Sunday 18 August 2019

Actions 'defo' speak louder than words

Missing out on the Yes vote on same-sex marriage induces a bout of homesickness for Sophie Donaldson

A FAIR GO: Celebrations on Sydney’s Oxford Street after results from Australia’s marriage equality postal vote came through. Photo: Steven Saphore/Reuters
A FAIR GO: Celebrations on Sydney’s Oxford Street after results from Australia’s marriage equality postal vote came through. Photo: Steven Saphore/Reuters
Sophie Donaldson

Sophie Donaldson

The suburb I grew up in is within a sprawling residential district called Belconnen, located to the north of Canberra's city centre. Until last Wednesday, the most exciting thing to happen in Belconnen was the arrival of a Starbucks.

Last week the results of the postal vote on same-sex marriage in Australia were read out at the headquarters of the Australian Bureau of Statistics in Belconnen, as countless anxious people watched.
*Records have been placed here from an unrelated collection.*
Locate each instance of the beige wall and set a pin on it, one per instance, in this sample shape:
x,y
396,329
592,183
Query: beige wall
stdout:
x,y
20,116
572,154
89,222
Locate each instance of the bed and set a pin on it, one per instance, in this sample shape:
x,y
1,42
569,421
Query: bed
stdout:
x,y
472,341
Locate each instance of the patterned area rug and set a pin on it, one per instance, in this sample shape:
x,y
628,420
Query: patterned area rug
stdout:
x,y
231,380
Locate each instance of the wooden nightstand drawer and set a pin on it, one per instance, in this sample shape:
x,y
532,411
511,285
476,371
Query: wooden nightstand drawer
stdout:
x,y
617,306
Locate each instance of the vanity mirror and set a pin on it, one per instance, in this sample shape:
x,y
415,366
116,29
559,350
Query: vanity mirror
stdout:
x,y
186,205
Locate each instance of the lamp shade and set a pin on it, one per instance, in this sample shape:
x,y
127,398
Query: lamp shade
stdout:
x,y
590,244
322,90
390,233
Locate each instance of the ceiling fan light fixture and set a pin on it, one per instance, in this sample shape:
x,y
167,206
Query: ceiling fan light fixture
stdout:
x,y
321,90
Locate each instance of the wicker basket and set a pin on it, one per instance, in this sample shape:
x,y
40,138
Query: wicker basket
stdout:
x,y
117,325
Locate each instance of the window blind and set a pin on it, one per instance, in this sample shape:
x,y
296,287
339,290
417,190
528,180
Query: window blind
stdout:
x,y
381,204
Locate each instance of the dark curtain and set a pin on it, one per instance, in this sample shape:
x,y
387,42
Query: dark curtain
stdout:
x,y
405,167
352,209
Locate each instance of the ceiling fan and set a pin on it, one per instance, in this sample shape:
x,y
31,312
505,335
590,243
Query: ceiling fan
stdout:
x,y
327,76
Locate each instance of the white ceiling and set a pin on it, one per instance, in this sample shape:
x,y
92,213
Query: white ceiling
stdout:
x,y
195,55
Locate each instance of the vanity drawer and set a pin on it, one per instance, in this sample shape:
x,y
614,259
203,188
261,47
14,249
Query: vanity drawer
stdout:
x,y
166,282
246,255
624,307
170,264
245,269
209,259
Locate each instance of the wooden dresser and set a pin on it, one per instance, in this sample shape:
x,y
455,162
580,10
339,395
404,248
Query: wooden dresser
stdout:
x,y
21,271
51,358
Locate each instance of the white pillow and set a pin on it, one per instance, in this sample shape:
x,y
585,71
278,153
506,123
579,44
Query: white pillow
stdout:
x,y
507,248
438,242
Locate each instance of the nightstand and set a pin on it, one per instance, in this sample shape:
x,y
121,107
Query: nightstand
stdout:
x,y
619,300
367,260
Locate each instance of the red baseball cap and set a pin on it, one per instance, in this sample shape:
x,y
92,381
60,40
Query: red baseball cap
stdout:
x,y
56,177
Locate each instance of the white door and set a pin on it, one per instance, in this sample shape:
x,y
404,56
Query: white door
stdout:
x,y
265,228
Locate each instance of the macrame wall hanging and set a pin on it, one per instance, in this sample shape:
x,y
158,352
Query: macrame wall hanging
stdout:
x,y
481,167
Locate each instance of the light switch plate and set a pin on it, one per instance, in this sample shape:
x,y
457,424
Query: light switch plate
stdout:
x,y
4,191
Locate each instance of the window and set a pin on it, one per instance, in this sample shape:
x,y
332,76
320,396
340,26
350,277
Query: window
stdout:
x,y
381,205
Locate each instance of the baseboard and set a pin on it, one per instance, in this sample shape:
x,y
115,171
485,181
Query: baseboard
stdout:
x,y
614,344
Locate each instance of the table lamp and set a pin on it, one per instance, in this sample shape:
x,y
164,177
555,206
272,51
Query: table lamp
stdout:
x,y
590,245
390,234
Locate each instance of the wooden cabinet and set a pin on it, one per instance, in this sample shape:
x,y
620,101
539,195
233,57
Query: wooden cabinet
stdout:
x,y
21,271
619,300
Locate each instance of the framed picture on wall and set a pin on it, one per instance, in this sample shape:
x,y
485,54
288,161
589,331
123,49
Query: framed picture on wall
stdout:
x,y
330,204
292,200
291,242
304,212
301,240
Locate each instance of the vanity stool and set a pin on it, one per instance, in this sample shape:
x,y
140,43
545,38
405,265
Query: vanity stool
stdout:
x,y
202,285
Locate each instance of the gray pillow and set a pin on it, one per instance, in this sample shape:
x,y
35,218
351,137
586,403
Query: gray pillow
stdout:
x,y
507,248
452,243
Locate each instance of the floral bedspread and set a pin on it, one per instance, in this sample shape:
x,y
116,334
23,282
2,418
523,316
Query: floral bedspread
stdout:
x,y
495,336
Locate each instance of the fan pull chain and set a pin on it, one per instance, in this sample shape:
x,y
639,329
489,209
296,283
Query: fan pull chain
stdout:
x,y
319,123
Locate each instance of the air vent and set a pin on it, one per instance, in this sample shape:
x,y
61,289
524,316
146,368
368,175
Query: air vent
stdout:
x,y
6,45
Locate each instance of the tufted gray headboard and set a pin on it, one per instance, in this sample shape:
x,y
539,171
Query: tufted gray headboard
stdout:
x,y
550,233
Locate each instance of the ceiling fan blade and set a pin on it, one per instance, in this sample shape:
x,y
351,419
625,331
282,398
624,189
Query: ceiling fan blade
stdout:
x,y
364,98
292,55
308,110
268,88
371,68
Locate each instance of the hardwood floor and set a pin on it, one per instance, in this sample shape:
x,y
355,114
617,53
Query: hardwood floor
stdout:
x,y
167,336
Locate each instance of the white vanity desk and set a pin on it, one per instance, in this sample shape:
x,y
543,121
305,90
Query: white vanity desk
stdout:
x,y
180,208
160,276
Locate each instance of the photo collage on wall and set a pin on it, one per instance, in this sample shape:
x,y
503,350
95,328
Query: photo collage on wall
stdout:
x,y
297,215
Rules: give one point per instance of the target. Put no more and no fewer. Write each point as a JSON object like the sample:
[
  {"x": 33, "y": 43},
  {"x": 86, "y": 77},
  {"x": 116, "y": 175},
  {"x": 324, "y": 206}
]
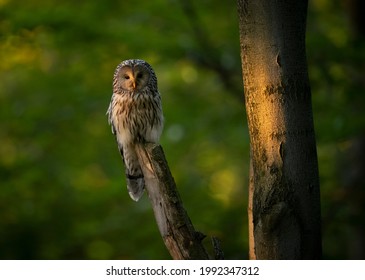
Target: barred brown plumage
[{"x": 135, "y": 115}]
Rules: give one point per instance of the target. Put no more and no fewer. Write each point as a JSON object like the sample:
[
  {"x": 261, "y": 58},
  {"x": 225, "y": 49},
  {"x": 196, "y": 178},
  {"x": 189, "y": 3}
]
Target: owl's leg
[{"x": 134, "y": 175}]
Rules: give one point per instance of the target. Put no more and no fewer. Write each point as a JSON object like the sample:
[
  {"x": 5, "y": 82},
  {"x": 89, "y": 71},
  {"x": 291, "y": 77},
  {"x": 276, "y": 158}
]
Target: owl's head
[{"x": 134, "y": 76}]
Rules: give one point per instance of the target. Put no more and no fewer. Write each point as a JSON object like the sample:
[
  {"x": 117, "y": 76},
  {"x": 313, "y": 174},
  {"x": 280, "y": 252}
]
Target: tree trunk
[{"x": 284, "y": 183}]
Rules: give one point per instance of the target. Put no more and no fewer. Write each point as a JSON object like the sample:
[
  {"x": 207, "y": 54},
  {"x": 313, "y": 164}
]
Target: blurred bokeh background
[{"x": 62, "y": 184}]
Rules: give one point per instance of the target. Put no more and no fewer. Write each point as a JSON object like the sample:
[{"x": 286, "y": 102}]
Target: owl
[{"x": 135, "y": 115}]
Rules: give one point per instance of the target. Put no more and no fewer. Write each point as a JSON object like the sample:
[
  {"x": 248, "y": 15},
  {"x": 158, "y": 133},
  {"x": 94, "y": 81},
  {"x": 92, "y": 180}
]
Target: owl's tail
[{"x": 134, "y": 175}]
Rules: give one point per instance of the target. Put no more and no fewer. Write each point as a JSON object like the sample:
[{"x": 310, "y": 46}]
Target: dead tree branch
[{"x": 175, "y": 226}]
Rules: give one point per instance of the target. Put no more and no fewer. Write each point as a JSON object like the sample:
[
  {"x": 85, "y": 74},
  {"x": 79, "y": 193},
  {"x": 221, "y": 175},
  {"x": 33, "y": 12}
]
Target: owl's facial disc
[{"x": 134, "y": 78}]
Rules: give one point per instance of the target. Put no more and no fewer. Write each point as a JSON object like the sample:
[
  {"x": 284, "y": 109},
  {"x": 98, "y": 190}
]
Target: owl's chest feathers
[{"x": 137, "y": 119}]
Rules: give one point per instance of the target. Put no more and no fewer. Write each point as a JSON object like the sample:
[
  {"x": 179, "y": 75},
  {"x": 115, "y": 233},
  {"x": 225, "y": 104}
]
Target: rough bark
[
  {"x": 284, "y": 194},
  {"x": 176, "y": 229}
]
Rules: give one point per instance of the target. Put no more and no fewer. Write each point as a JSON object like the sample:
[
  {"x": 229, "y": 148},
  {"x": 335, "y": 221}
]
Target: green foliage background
[{"x": 63, "y": 193}]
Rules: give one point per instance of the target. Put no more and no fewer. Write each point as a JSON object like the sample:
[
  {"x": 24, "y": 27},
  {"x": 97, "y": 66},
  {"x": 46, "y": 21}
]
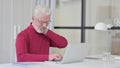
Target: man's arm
[
  {"x": 22, "y": 46},
  {"x": 56, "y": 40}
]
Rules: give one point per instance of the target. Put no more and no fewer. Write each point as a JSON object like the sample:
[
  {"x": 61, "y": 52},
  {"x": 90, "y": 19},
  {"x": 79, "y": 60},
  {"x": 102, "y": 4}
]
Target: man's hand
[{"x": 55, "y": 57}]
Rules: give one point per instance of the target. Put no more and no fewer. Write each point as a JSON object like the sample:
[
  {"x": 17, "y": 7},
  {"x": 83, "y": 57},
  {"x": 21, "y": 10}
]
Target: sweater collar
[{"x": 33, "y": 29}]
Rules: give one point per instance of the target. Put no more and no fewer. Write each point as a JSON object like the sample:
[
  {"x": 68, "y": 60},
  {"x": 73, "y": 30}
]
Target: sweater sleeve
[
  {"x": 56, "y": 40},
  {"x": 22, "y": 51}
]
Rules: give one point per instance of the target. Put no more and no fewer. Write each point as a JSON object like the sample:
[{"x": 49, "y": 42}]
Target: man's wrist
[{"x": 46, "y": 31}]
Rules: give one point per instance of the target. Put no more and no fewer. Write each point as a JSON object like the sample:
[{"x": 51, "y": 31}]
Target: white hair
[{"x": 41, "y": 9}]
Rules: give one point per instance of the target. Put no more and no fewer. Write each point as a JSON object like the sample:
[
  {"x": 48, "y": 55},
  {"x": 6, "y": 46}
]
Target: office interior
[{"x": 15, "y": 15}]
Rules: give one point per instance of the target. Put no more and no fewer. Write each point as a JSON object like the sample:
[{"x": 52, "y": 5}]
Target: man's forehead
[{"x": 43, "y": 16}]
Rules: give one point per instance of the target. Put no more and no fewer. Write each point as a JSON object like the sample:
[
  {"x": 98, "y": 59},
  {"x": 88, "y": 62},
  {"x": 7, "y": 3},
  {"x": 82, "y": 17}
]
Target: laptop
[{"x": 74, "y": 53}]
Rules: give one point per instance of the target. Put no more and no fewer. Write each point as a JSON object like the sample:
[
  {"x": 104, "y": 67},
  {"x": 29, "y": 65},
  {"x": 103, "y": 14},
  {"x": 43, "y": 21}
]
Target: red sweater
[{"x": 34, "y": 47}]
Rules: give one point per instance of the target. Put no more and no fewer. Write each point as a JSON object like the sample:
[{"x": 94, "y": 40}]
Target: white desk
[{"x": 84, "y": 64}]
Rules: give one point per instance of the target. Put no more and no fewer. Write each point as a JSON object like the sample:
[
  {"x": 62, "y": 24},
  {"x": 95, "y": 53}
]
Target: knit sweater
[{"x": 32, "y": 46}]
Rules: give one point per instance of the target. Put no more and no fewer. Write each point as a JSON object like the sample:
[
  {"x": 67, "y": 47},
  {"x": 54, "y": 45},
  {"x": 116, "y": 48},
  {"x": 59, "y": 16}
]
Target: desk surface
[{"x": 84, "y": 64}]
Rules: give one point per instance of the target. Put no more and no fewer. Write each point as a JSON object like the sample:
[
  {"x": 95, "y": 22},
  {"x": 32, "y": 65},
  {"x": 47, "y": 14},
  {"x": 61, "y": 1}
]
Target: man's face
[{"x": 42, "y": 22}]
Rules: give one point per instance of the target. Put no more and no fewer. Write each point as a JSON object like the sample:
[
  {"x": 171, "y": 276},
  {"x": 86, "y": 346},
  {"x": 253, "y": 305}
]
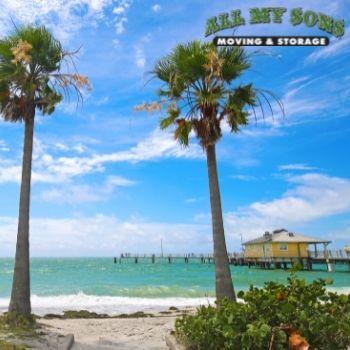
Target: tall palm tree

The announcement that 62pc of respondents had voted in favour of change was met with scenes of utter jubilation.

For those who haven't been keeping up with the political to-and-fro surrounding the question of marriage equality Down Under, it is not standard practice for Belconnen to be the epicentre of such historic announcements.

While it is compulsory for Australians to vote in referendums, this was not a referendum. When a proposed plebiscite was blocked by the Senate in August, the government opted for a non-legally-binding postal vote conducted by the Australian Bureau of Statistics instead of the Electoral Commission.

This was despite the fact that, unlike the Irish referendum in 2015, it was entirely possible to make the necessary changes in Parliament by simply amending the Marriage Act. Polls showed that the majority of Australians were in favour of marriage equality.

Despite being a longtime advocate for marriage equality, prime minister Malcolm Turnbull was unwilling to bring the matter to Parliament, a move that would have spared his LGBT+ citizens the demeaning, damaging process that entailed, and instead handed it over to the general public.

There are few things that will quell your homesickness faster than feeling you are being discriminated against by your own country. Suffice to say, like many other LGBT+ Australians, it's been a mixed bag of emotion I've been feeling for the place over the past few months.

Conversely, there are few things that will induce homesickness more than feeling you are missing out on a momentous occasion. When I woke up to reams of delighted text messages and a newsfeed of rainbow flags, happy but tear-glazed faces, proclamations of love and marriage proposals, there was nowhere else I wanted to be. I am sure so many Irish people living in Australia at the time of the 2015 referendum felt exactly the same way.

Among all the things that distance gives you perhaps the most powerful is perspective. The result of growing up in one place is that you are ingrained with a certain understanding of your surroundings. It is only when you leave and view it from afar you get to see the bigger picture.

As children we were told that Australia was "the lucky country" - a land of opportunity, a relatively classless society that affords all citizens equal opportunity. It prides itself on being 'multicultural' - the subtext being that no matter how different you are to your neighbour, your race, religion or ethnicity would never be a barrier. Your orientation would never denote you as different.

Perhaps that's why it was such an unpleasant surprise that the No campaign was so, well, unpleasant.

Just as we make assumptions about our own identity, so too does the outside world have its preconceived ideas about us. Australians are often considered good-natured larrikins who, as Leo Varadkar put it, are willing to give everyone a fair go. We are rowdy beer drinkers imbued with a sunny disposition and so laidback we 'defo' can't be bothered to pronounce words properly.

Aussies might be considered a loud-mouthed bunch, but actually we are not big talkers. We are not necessarily the most eloquent of nations or the most adept at expressing our vulnerabilities, particularly our young male population.

The macho Aussie stereotype still pervades - perhaps a hangover from a British colonial past that would have been rife with stiff upper lips, and overly emotional displays are regarded with suspicion. Indeed, when Senator Penny Wong, the first openly gay female senator, was photographed weeping into her hands after the results were delivered, she quickly assured everyone she was "embarrassed".

After she had afforded herself a moment of uncensored sobbing, the following day Senator Wong was back on form and delivered a moving speech to the Senate in which she observed that the debate had brought out "the best of our country and also the worst".

That's the other thing about being away from home; you come to accept the good with the bad. As you realise some uncomfortable truths about the place you thought you knew so well, you also come to appreciate the things that make it unlike anywhere else.

You understand it is flawed but that there are still many things about it to be proud of. Australians mightn't be the best talkers but thankfully, this time our actions have spoken louder.